Directeur(s) de thèse : Nicolas Mallet

Résumé de thèse

The ability to produce movements adapted to our environment is crucial in our daily lives. Years of research to understand this function, which is crucial to our survival, have placed dopamine (DA) as key in motor selection and execution processes. Indeed, beyond its role in the reward circuit, this neuromodulator is known to be central in motor control. This capital function is well-illustrated in Parkinson’s disease (PD), where the death of dopaminergic neurons induces severe motor symptoms, such as difficulty in initiating movements (akinesia), and their slowness (bradykinesia).

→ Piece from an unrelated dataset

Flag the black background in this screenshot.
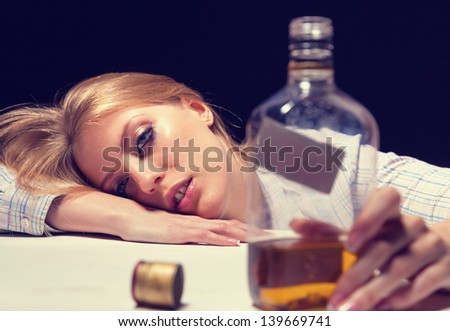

Importantly, the neurophysiological mechanisms underlying motor execution are not fully elucidated. This PhD aimed at determining the spatio-temporal contribution of DA in these processes. In the first part of my PhD project, we developed a “reach-and-grasp” motor task. Then, we characterized its neurophysiology. Our results show that optimal movements relied on the integrity of the motor cortex and basal ganglia outputs. In addition, we highlighted the necessity of the DLS for goal-directed movements and questioned the standard description of the DMS function in goal-directed actions. In the second part of my PhD, we studied the effect of a lack of DA on dexterous movement execution. We mimicked neuronal death observed in PD via the injection of 6-OHDA in the STR. This aimed at characterizing the spatio-temporal dynamic of motor symptoms development. These results demonstrate the necessity of DA in short time scale (in range of minutes) and question the necessity of fast-scale DA dynamics to control online motor execution. In contrast, DA transmission at a slower time scale seems to be important for the reinforcement and the maintenance of the striatal neuronal activity that is necessary for optimal motor execution. Additionally, our results illustrate the resilience capacity of the DLS to the lack of DA. Understanding the compensatory mechanisms will require further investigations, but its characterization could bring innovative ideas to develop new therapeutic strategies for PD.